At a high level, the difference looks like this:

  • Expert systems (old AI) – hand-coded rules, “if–then” logic, narrow domains.
  • LLMs and deep learning (new AI) – learn from massive amounts of data, spotting statistical patterns.

One way to visualize where users are today is by types of AI tools they use:

Generative AI tools by type – estimated users

Chart: approximate distribution of users of generative AI tools by category – chatbots, image generators, code assistants and other AI tools.

“Parrots” that still get the job done

It’s often said that LLMs are just “sophisticated parrots”:

  • they don’t understand the world like humans do,
  • they predict the next word based on probability.

But in practice:

  • that “parrot” can summarise hundreds of pages,
  • structure information,
  • write a first draft of a text, code or report.

In other words: it may not be a conscious being, but it is a very useful tool.


What probably already exists behind the scenes

If models this powerful are available publicly, it’s reasonable to assume that:

  • there are larger, specialised versions for analytics,
  • AI is already widely used in intelligence analysis, financial markets, cyber security,
  • more autonomous systems are being tested than we currently see in civilian apps.

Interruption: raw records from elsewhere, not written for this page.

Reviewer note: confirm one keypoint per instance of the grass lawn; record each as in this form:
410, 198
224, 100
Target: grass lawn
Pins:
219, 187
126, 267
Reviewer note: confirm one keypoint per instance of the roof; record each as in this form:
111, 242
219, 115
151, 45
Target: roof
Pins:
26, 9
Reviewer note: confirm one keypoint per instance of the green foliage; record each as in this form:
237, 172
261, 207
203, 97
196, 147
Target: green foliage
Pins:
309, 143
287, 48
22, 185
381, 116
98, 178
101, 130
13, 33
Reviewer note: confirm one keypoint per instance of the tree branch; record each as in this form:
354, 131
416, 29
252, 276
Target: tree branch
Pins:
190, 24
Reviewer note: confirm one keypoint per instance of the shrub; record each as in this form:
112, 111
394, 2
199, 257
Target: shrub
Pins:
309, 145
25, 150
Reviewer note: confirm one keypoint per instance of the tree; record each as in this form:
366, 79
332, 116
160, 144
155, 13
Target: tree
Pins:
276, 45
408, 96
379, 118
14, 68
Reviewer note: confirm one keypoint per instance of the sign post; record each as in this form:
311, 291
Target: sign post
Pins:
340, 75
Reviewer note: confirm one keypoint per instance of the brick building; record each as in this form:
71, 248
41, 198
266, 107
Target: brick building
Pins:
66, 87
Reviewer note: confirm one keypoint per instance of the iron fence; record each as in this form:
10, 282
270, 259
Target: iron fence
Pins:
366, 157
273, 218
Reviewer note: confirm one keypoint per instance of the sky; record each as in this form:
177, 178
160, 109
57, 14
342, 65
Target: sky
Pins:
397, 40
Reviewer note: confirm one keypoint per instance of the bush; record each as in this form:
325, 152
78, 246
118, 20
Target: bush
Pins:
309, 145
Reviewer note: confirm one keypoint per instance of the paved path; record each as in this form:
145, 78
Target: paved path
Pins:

The historical pattern is similar:

  1. technology is born in labs and special projects,
  2. it is used quietly in the background,
  3. only then does it reach the consumer level as a “new thing”.

Risks and opportunities

What can be good?

The positive side is significant:

  • Medicine – faster image analysis, personalised therapy, pattern detection in medical data.
  • Science – generating hypotheses, analysing complex systems, accelerating research.
  • Creativity – tools for music, images, video, writing; a single person with a laptop gains the power of a small studio.

What can go wrong?

Serious risks also exist:

  • Deepfakes and manipulation – it becomes harder and harder to distinguish truth from simulation.
  • Surveillance – combining cameras, face recognition and analytics creates new forms of tracking.
  • Job automation – jobs don’t “disappear overnight”, but they are reshaped, often faster than education systems can adapt.

Three short scenarios

  1. Optimistic – AI becomes a “co-pilot” at work and in everyday life; productivity rises, new kinds of jobs appear, medical research accelerates.
  2. Pessimistic – surveillance, manipulation, concentration of power in the hands of a few corporations and states; social inequalities deepen.
  3. Realistic mix – we get both; AI becomes a mirror of humanity: it amplifies both the good and the bad tendencies.

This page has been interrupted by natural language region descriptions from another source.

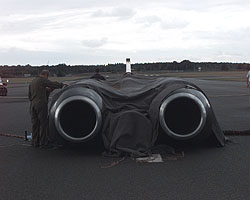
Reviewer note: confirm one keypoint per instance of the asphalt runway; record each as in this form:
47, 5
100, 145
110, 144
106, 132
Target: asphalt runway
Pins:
203, 173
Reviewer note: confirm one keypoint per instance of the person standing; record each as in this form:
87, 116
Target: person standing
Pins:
248, 85
97, 75
39, 90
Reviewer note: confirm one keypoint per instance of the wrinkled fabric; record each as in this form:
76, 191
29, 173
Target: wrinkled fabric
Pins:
131, 111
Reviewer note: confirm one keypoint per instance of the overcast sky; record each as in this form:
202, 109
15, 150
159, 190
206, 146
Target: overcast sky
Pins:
39, 32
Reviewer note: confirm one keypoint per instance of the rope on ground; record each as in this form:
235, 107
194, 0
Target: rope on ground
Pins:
12, 135
236, 133
114, 163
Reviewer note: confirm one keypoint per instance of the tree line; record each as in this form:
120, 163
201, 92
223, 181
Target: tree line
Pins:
64, 70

Conclusion: AI as a mirror, not magic

Artificial intelligence is not magic that “fell from the sky” in 2022.
It is the result of decades of work on mathematics, electronics, software – and human ambition.

AI doesn’t just change technology; it speeds up what people already are: creativity and greed, empathy and manipulation.

That’s why the most important question for the next 10–20 years is less technical and more human:

  • not just “what can AI do”,
  • but “what do we want to do with AI”.

Hype and fear come and go, but responsibility stays – with us.